Parcours, attrait pour le savoir et quête de l’excellence – Elikia M’Bokolo
Elikia M’Bokolo est spécialiste de l’histoire de l’Afrique.
Ancien élève de l’Ecole Normale Supérieure, il obtient son agrégation d’histoire en 1971 et entame une carrière universitaire internationale en France, aux Etats-unis et au Portugal entre autre. Elikia M’Bokolo est membre de plusieurs conseils scientifiques et de comités de rédaction de revues sur l’Afrique. Il est également le producteur de l’émission « Mémoire d’un continent » sur RFI. En 2010, il met en scène la quadrilogie « Afrique(s), une autre histoire du 20ème siècle ». En 2015, Il contribue à la conception du catalogue d’exposition « Beauté Congo -1926-2015-Congo Kitoko ».
Dans cette première partie de la longue interview accordée à Thinking Africa, M’Bokolo revient sur son enfance et dépeint un tableau idyllique du Kinshasa des années 50. Il relate sa découverte de la lecture et raconte comment la diversité culturelle et intellectuelle du Kinshasa de l’époque l’a nourri intellectuellement et l’a influencé intellectuellement. Arrivé en France en 1962, il décrit le contexte socio-politique de la France d’après guerre ainsi que le début de sa formation intellectuelle.
Quelques verbatims extraits de l’interview.
Sur la soif de lecture
La soif des livres a été quelque chose d’important et assez vite je pense que je suis entré en sixième de l’école secondaire et j’ai commencé à acheter des livres ou on m’achetait des livres.
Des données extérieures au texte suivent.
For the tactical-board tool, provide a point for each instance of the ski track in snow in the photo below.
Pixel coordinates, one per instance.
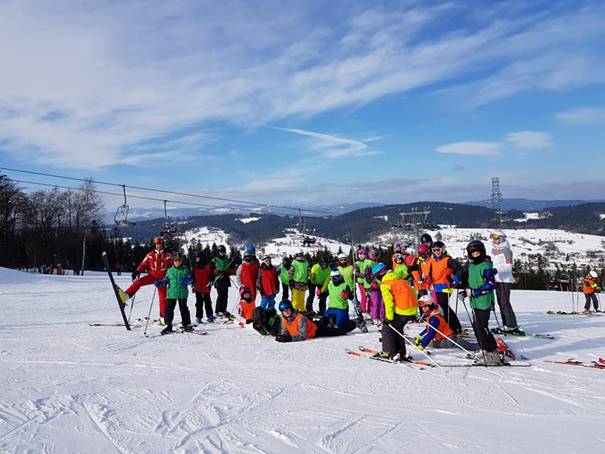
(69, 387)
L’époque a fait aussi que nous avons au Congo une relation très particulière avec les Etats-Unis parce que dans les années 50 on voyait beaucoup à Kinshasa de très bons films américains. Humphrey Bogart était quelqu’un de connu de nous tous.
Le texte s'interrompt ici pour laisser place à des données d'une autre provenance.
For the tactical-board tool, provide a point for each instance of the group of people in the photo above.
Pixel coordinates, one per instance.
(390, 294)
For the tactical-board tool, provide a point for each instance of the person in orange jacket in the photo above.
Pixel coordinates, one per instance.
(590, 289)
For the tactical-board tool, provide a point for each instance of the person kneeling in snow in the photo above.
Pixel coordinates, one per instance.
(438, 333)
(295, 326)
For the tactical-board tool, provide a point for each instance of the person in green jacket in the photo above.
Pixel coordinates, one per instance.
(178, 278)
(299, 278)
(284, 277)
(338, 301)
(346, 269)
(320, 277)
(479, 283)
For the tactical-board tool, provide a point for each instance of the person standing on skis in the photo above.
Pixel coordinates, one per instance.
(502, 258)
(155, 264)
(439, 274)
Sur le goût pour l’écriture et la parole
J’ai été élevé par mes grands parents : la mère et le père de ma mère. Ma grand-mère était commerçante. Elle vendait de l’alcool de maïs et c’est elle qui a fait de moi ce que je suis. Elle me disait « tu vas écrire la lettre que je vais écrire ». Mon grand-père étai aveugle. Il avait perdu la vue et quand je sortais il me disait« tu vas me dire ce que tu vois ». J’étais donc obligé de parler et écrire pour d’autres. Cela m’a donné le goût de l’écriture et le goût de la parole et ça donne aussi une sorte de savoir faire qui peut t’accompagner pendant très longtemps.
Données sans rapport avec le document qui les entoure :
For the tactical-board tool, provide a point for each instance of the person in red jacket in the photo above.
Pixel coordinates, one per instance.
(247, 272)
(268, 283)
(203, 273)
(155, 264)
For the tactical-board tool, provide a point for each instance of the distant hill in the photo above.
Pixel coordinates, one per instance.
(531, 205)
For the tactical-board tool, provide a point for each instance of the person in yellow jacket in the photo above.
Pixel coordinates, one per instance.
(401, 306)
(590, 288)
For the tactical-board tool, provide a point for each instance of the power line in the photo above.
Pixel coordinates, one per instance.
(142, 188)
Nous somme arrivés en France en 1962. Arriver à Lyon en 62, ce n’est pas rien. C’est une ville où il y a beaucoup d’exilés espagnols de la Guerre civile et qui en parlent, qui ont des enfants de mon âge et nous étions à l’école ensemble. A Lyon, à l’époque on habitait à Villeurbanne, une ville ouvrière avec une classe ouvrière française extrêmement combative et il y avait aussi beaucoup de travailleurs algériens. On disait à l’époque « arabes ». Ils étaient très nombreux et très combatifs. A la fois, on le comprenait à demi mots par rapport au FLN et par rapport au Parti Communiste français. Et il y avait aussi beaucoup de juifs français dont l’identité était d’autant plus forte à Lyon que Lyon a été l’une des bases de la Gestapo en France avec beaucoup d’arrestation et de crimes de juifs et de français ; sans compter qu’il y avait aussi beaucoup de soldats sénégalais de la deuxième Guerre mondiale dont l’un des contingents a été massacré par la Wehrmacht. Moi je suis arrivé dans cette ville là.